Потому что что тут ещё скажешь?

– Прости, – прошептала я, вдавливая ногти в ладони, концентрируясь на резкой боли. – Говорить об этом… невозможно. Прости, – повторила я. – Прости.

– Ох, милая, это не ты. Ты ни в чём не виновата, – сказала она.

Но я ведь виновата, разве нет? Я должна была увидеть знаки. Я должна была её спасти. Я должна была…

А потом эта женщина, которую я знала лишь по рассказам тёти, обняла меня и прижала к своей тёплой блузке цвета жжёного апельсина. И это было разрешением. Тем, которого я не давала себе уже шесть месяцев. Разрешением, которого я ждала, когда сидела в квартире тёти, а горе душило меня, заполняя каждый угол. Я думала, что уже позволила себе почувствовать это. Но на самом деле я не разрешала себе плакать – я приказала себе быть сильной. Быть в порядке. Я говорила себе, снова и снова, что должна быть в порядке.
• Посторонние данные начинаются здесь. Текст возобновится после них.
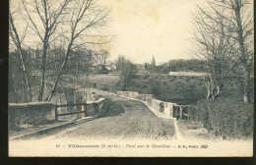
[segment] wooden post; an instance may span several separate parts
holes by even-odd
[[[87,117],[87,102],[85,103],[85,117]]]
[[[55,105],[55,121],[58,121],[58,107]]]
[[[182,119],[182,111],[183,111],[183,108],[182,108],[182,106],[180,106],[180,114],[179,114],[179,119],[181,120]]]

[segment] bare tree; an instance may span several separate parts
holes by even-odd
[[[194,16],[197,32],[194,34],[195,55],[202,59],[208,69],[209,77],[204,79],[207,88],[207,99],[215,99],[226,83],[226,79],[231,74],[234,63],[233,40],[225,35],[224,20],[220,15],[211,16],[218,23],[204,15],[202,9]],[[221,24],[219,24],[221,23]],[[221,31],[221,32],[219,32]]]
[[[96,0],[74,0],[70,3],[70,17],[68,18],[69,21],[67,21],[70,31],[66,32],[69,34],[66,37],[68,40],[67,50],[51,92],[45,100],[51,100],[72,50],[85,44],[104,44],[109,42],[109,40],[101,42],[81,40],[85,39],[86,36],[90,36],[90,31],[104,27],[109,20],[109,11],[96,6]]]
[[[23,41],[24,41],[25,37],[27,36],[28,26],[25,28],[25,29],[22,32],[20,32],[20,33],[18,32],[16,24],[15,24],[15,16],[21,15],[21,12],[20,12],[19,7],[13,9],[13,5],[11,2],[12,1],[10,1],[10,6],[12,6],[12,8],[10,8],[10,12],[9,12],[9,28],[10,28],[9,32],[10,32],[12,41],[14,42],[14,44],[19,52],[19,55],[20,55],[20,61],[22,64],[24,81],[25,81],[25,83],[27,86],[27,90],[29,92],[29,100],[32,101],[32,86],[31,86],[27,67],[25,64],[25,54],[24,54],[24,50],[23,50]],[[25,95],[25,97],[27,97],[27,96]],[[27,100],[27,99],[25,99],[25,100]]]
[[[201,46],[199,54],[203,54],[210,68],[219,69],[210,71],[211,81],[206,82],[206,86],[211,91],[210,95],[220,93],[218,82],[241,64],[244,69],[244,102],[250,102],[248,88],[254,49],[252,17],[245,11],[249,3],[246,0],[217,0],[208,4],[211,11],[199,7],[200,13],[195,17],[200,33],[200,37],[195,39]],[[220,77],[221,66],[225,68],[226,74],[221,72]],[[213,75],[213,71],[218,71],[218,77],[216,72]]]
[[[138,73],[136,66],[125,59],[123,56],[119,56],[116,62],[116,70],[119,72],[120,81],[122,83],[122,90],[126,90],[128,84],[130,84],[132,79]]]
[[[41,81],[38,101],[42,101],[45,82],[45,64],[49,49],[50,37],[61,24],[61,16],[64,14],[70,0],[23,0],[23,7],[29,19],[31,28],[39,37],[42,43],[41,56]]]

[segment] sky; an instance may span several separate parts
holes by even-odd
[[[110,60],[124,55],[137,64],[190,59],[192,13],[203,0],[99,0],[111,8],[108,29],[115,34]]]

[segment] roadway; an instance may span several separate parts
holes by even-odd
[[[140,101],[102,94],[112,102],[104,116],[66,128],[53,135],[39,138],[116,138],[116,139],[174,139],[174,126],[171,119],[157,117]]]

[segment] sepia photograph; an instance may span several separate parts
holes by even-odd
[[[9,157],[252,157],[253,0],[9,0]]]

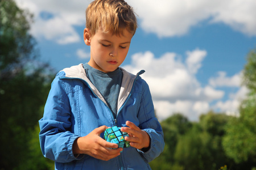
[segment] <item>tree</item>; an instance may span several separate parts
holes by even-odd
[[[240,107],[240,116],[229,122],[223,146],[226,155],[245,169],[256,167],[256,53],[247,56],[243,84],[249,90]]]
[[[32,15],[13,0],[1,0],[0,11],[0,164],[13,169],[27,162],[52,77],[28,32]]]

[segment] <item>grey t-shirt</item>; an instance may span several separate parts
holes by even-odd
[[[117,100],[123,77],[122,70],[118,67],[114,71],[105,73],[91,67],[87,63],[84,65],[84,68],[88,78],[104,97],[115,118]]]

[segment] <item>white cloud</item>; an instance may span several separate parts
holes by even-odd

И вот, наконец, кто-то дал мне разрешение сломаться.

– Это не твоя вина, – прошептала она в мои волосы, когда из моего горла вырвался сдавленный всхлип.

– Она ушла, – прошептала я, голос срывался. – Она ушла.

И она разбила мне сердце.

Эта женщина, которую я никогда не знала, которую представляла только по историям тёти, держала меня в своих объятиях, пока я рыдала. И плакала вместе со мной. Я плакала, потому что она ушла. Просто ушла, а я бежала за ней, хватая воздух, но так и не смогла её догнать. Она ушла, а я осталась. И столько всего, что она больше никогда не сделает. Восходов, которые она больше не увидит. Рождественских праздников на площади Рокфеллера, на которые больше не пожалуется. Пересадок, которые не успеет поймать. Вина, которое мы больше никогда не будем пить за её жёлтым столом, пока она готовит феттучини, который у неё никогда не получался одинаково.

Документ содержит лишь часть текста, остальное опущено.